Groups tell ERC this Valentine’s: ‘Practice abstinence, hands off Meralco contracts!’
299 total views, 1 views today
Member organizations of the Power for People (P4P) Coalition stormed the gates of the Senate during its Committee Hearing on the Energy Regulatory Commission (ERC) to protest the Court of Appeals decision lifting the suspension of the four ERC Commissioners this Valentine’s Day.
“We are here to advise suspended ERC Commissioners Alfredo Non, Gloria Victoria Yap-Taruc, Josefina Patricia Asirit, and Geronimo Sta. Ana to ‘move on’ from their posts and honor the suspension order given by the Ombudsman, finding them guilty of granting favors to Meralco and other Distribution utilities,” said Sanlakas Secretary General and P4P Convenor Atty. Aaron Pedrosa.
The Ombudsman decision was regarding the exemption of Meralco and other distribution utilities from the competitive selection process (CSP), supposedly in place to guarantee consumers affordable energy prices.
“This Valentine’s Day and for the rest of the 60-day Temporary Restraining Order (TRO) issued by the CA on the suspension, we call on the suspended commissioners to practice abstinence and leave the Meralco contracts untouched, as it is the very reason they were suspended,” Pedrosa continued.
“Nilalagay sa peligro ng Korte and mga komunidad na magiging biktima ng mga maduduming planta ng coal dahil sa pagbabalik nila ng kapangyarihan sa mga sinuspendeng Komisyoner,” said Cris Palabay of Save the Beauty of La Union. Their organization is currently resisting the efforts of Global Luzon Energy Development Corp., a subsidiary of GBPC, which is set to build two 335-MW coal-fired power generating facility in Brgy. Luna, La Union if the PSAs push through. “Kung kailangan ng kahalili ng mga mga Komisyoner, napakadali lang dapat palitan ng Malacanang ang mga ito kaysa pahintulutan sa kabila ng katiwalian nila,” Palabay added.
Court of Appeals Decision questioned by civil society
The group also previously questioned the CA decision which halted the officials’ suspension in order not to “impair public service” and cause “grave and irreparable injury” to the suspended commissioners.

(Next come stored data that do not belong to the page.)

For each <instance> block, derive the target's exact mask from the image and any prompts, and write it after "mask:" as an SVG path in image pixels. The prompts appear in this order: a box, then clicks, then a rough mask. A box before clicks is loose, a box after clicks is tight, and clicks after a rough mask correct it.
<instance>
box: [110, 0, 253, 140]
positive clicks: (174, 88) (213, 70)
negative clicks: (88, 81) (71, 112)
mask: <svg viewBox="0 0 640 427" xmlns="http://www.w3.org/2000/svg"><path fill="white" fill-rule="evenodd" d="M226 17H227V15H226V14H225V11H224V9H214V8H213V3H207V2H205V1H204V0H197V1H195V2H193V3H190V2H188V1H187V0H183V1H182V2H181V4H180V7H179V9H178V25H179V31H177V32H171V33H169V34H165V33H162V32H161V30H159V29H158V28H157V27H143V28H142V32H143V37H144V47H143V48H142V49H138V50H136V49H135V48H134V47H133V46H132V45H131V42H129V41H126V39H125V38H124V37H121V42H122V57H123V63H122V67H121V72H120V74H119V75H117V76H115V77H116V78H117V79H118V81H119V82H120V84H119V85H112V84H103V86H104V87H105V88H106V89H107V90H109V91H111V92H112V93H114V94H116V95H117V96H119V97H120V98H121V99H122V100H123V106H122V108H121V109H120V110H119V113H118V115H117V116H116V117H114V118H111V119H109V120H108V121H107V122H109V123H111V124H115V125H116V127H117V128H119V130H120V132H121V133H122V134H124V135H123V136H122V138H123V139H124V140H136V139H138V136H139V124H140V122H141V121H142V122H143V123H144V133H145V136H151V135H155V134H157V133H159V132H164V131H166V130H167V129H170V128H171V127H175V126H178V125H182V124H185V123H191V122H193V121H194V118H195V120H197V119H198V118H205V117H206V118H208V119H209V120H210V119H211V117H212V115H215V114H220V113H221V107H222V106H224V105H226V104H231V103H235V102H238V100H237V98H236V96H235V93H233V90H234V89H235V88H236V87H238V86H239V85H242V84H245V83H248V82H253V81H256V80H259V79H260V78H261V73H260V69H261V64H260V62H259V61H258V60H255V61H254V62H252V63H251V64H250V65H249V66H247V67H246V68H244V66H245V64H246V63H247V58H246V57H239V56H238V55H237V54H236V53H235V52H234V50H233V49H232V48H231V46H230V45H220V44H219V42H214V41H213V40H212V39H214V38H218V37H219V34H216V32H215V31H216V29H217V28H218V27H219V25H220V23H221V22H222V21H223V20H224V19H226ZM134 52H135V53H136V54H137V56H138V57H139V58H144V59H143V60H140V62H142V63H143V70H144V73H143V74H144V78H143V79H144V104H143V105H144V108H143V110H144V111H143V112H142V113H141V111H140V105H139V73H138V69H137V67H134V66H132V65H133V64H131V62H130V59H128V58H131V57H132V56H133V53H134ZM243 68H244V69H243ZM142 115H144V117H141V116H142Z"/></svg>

“Greater public interest and service should always be upheld, but at times, this would mean suspending public officials, and temporarily disrupting operations of certain bodies, as is the case of the ERC,” said Atty. Avril de Torres, Legal Officer of the Center for Energy, Ecology, and Development. “In such cases, the remedy should always be for the appointment of acting or temporary public officials. Otherwise, every other public official found acting prejudicial to the best interest of the service may ask for the enjoinment of a suspension order simply because operations of his office will be disrupted.”
“What was supposed to be a protective measure for our environment and our people was stripped away under the lie of preventing ‘grave and irreparable injury’ to consumers,” said Kimberly Arriola of the women’s organization Oriang. “The CA need only look toward coal mining and coal operation-affected areas to understand the true meaning of ‘grave and irreparable injury.’ These are injuries that will not be fixed, and will be further exacerbated, by reinstating corrupt politicians in a commission that is central to ensuring the rights of the people amidst giants in the power sector.”
Further power hikes to be expected if PSAs push through The P4P coalition started raising awareness on the issue of the Meralco’s power supply agreements (PSAs) with its sister companies last July, which are not only plagued with allegations of corruption and regulatory capture, but will also add 3,551 MW of coal to the country’s energy mix.
“Despite the rising price of coal globally and the additional costs in generating power from coal, Meralco and its co-owned generation companies remain adamant in pushing through with their coal contracts because all the costs will be borne by the consumer,” said Freedom from Debt Coalition Erwin Puhawan. “When the coal plants to be constructed inevitably become unprofitable like in other countries, consumers will end up shouldering the burden of keeping them running at higher costs,” he continued.
“Meralco has repeatedly threatened consumers that there will be forced outages of several large power-generation facilities due to lack of supply if the contracts are not approved. Similarly, when the ERC Commissioners were suspended, ERC refused to enforce the suspension threatening the public with brownouts,” said Ian Rivera of the Philippine Movement for Climate Justice (PMCJ). “What is clear is that these are obviously diversionary schemes to distract the attention of the consumers away from the real issues and consequences if these deals will push through,” Rivera explained.
“Considering that coal-fired power plants take more than two years two construct, whatever power crisis is being referred to by the ERC and Meralco cannot be solved by building more coal plants,” Rivera continued. “In fact, outrightly rejecting the PSAs would enable Renewable Energy systems which are quicker to build to fill in the contracting gap which will be left by the junked contracts,” Rivera concluded.